I have a new paper up! It's about "one-endedness" and "semistability at infinity" of certain outer automorphism groups of free products; more about this almost certainly soon. What I want to talk about today is an algorithmic process I wanted to include in the paper but was unable to provide a proof of its correctness. The statement that I needed was that a certain collection of subforests of a graph (with special vertices—this is a graph of groups) forms what's called a matroid. This is true, but I wanted a concrete method for proving it. If you're out there reading and now how to finish the proof, I'd love to see it.

## 1. Matroids

A nonempty (typically finite) set $$S$$ is called a matroid when it is equipped with the following extra structure: a certain (nonempty) collection of finite subsets of $$S$$ are called bases. Bases satisfy the exchange property, which says that if $$A$$ and $$B$$ are bases, then for any element $$a$$ in $$A$$ but not in $$B$$, there is an element $$b$$ of $$B$$ not in $$A$$ such that swapping $$a$$ for $$b$$ yields a new basis $$A - \{a\} \cup \{b\}$$.

The first basic example to keep in mind is the set of bases for a vector space of finite positive dimension: indeed, something that appears slightly stronger on the surface is true: a subset of the vector space has a notion of (linear) independence; a basis is just a maximal independent set. If you have an independent set $$A$$ and another $$B$$, and $$B$$ has more elements than $$A$$, then in fact some element of $$B$$ may be added to $$A$$ while still preserving independence. If you know some linear algebra, prove this!
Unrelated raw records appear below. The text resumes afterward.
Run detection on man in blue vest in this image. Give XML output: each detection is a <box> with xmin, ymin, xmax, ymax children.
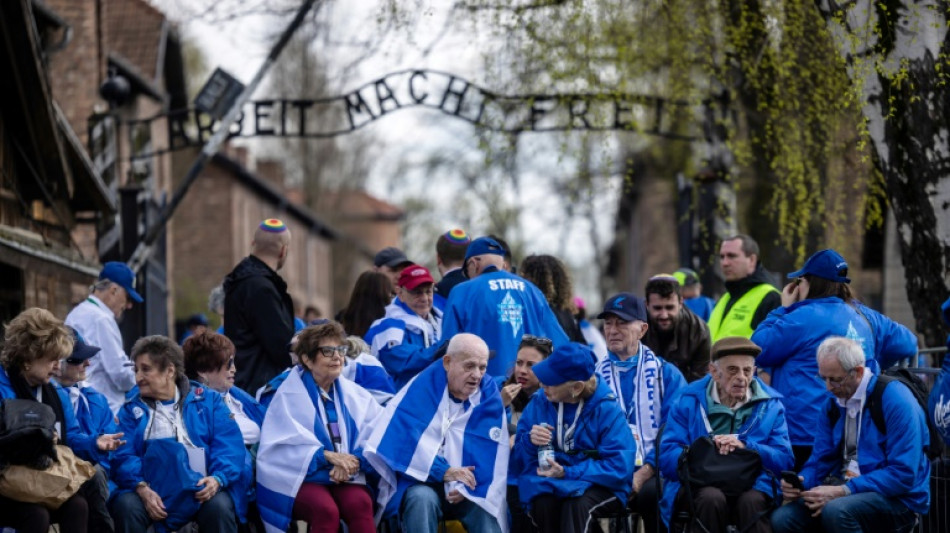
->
<box><xmin>442</xmin><ymin>237</ymin><xmax>568</xmax><ymax>380</ymax></box>
<box><xmin>709</xmin><ymin>234</ymin><xmax>782</xmax><ymax>343</ymax></box>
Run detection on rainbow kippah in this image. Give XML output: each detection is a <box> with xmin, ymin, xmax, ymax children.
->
<box><xmin>259</xmin><ymin>218</ymin><xmax>287</xmax><ymax>233</ymax></box>
<box><xmin>445</xmin><ymin>228</ymin><xmax>472</xmax><ymax>244</ymax></box>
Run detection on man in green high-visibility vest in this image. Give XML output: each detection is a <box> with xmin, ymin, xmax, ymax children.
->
<box><xmin>709</xmin><ymin>234</ymin><xmax>782</xmax><ymax>343</ymax></box>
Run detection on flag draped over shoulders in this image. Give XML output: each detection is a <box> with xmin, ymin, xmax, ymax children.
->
<box><xmin>364</xmin><ymin>361</ymin><xmax>509</xmax><ymax>531</ymax></box>
<box><xmin>257</xmin><ymin>366</ymin><xmax>382</xmax><ymax>533</ymax></box>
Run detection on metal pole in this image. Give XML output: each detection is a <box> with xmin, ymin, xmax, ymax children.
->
<box><xmin>129</xmin><ymin>0</ymin><xmax>317</xmax><ymax>273</ymax></box>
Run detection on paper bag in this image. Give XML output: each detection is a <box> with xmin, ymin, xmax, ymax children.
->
<box><xmin>0</xmin><ymin>444</ymin><xmax>96</xmax><ymax>509</ymax></box>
### 1.1. The matroid of spanning trees

The other basic example of a matroid is the collection of spanning trees in a finite, connected graph. Graphs, let's remember, are things with vertices and edges. A graph is a tree when it has no embedded circles: there is only one way to travel from point $$a$$ to point $$b$$ without backtracking. A maximal or spanning tree in a graph is a subgraph which is a tree and which contains every vertex of the graph. For finite graphs, there are algorithms that produce spanning trees. For infinite graphs, the existence of a spanning tree is equivalent to the axiom of choice.
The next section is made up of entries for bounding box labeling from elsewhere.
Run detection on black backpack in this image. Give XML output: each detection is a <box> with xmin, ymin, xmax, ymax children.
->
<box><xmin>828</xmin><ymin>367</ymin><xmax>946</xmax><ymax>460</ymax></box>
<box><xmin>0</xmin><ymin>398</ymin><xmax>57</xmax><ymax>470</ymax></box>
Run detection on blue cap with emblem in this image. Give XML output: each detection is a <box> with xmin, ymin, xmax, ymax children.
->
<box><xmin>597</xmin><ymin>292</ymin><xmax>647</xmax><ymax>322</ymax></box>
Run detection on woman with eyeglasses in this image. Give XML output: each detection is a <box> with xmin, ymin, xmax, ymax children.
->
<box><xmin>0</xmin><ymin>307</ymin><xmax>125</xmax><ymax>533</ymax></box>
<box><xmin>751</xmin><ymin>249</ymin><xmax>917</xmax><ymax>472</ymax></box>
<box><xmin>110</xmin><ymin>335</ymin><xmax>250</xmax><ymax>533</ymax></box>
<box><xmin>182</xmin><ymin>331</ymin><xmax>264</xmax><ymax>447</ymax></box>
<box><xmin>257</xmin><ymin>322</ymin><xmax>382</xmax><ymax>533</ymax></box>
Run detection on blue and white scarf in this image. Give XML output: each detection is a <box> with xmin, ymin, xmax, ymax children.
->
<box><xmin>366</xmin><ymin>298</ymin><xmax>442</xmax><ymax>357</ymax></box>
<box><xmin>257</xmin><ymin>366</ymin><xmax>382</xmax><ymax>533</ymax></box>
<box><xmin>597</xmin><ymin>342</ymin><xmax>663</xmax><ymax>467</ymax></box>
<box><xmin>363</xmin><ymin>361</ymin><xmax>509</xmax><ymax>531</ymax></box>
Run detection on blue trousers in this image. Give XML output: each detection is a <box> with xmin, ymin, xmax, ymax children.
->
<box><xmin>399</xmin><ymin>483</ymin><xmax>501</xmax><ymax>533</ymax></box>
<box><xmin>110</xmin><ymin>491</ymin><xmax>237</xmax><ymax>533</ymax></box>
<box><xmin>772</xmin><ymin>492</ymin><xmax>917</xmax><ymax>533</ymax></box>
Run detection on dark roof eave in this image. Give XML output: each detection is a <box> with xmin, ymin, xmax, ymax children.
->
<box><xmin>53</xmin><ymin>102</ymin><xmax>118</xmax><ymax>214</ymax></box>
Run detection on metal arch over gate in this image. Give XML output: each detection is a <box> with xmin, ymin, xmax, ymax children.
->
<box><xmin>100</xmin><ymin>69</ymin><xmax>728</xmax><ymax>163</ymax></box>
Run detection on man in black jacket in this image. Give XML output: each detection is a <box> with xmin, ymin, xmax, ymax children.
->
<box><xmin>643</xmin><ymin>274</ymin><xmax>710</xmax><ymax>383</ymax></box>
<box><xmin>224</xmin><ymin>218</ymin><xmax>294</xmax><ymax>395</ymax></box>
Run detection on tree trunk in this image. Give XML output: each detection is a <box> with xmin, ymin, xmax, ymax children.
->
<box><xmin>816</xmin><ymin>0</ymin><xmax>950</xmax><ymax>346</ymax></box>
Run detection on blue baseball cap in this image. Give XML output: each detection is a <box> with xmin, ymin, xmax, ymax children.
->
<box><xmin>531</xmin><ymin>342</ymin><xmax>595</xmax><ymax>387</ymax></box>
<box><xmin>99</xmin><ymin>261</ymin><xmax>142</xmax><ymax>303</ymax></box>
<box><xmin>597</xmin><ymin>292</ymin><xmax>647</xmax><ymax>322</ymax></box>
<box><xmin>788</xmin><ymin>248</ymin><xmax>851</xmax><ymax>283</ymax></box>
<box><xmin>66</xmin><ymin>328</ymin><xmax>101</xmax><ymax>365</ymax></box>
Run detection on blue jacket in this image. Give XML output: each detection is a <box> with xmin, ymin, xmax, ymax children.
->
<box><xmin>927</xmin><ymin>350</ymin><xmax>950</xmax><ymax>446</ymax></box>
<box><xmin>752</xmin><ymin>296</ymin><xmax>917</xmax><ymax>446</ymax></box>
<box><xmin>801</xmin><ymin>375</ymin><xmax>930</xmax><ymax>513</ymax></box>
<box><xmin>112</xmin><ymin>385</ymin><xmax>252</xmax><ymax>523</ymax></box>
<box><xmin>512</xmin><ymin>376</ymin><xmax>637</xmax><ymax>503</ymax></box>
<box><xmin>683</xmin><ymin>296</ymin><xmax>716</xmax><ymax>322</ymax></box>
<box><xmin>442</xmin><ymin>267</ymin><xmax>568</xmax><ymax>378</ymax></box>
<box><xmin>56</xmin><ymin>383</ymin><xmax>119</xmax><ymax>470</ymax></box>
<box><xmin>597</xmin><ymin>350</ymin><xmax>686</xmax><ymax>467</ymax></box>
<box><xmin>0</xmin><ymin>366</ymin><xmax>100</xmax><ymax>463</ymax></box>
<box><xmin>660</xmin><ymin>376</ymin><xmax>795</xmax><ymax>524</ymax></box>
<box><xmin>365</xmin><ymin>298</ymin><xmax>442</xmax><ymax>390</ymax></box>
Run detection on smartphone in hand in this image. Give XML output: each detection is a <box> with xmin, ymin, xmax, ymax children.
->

Anyway, let's prove that the collection of spanning trees forms a matroid. Suppose $$F$$ and $$F'$$ are two spanning trees in the graph $$G$$, and let $$e$$ be an edge of $$F$$ not in $$F'$$. Since $$F$$ was a tree, removing $$e$$ disconnects it into two components, say $$F_1$$ and $$F_2$$. Since $$F'$$ visits every vertex, there is a path in $$F'$$ from one endpoint of $$e$$ to the other. It follows that some edge (in fact an odd number of edges that can be greater than one) connects $$F_1$$ to $$F_2$$. Any such edge will do as $$e'$$. In fact, if $$e$$ belongs to $$F'$$ as well, then this process makes sense too: it just gives back $$e$$.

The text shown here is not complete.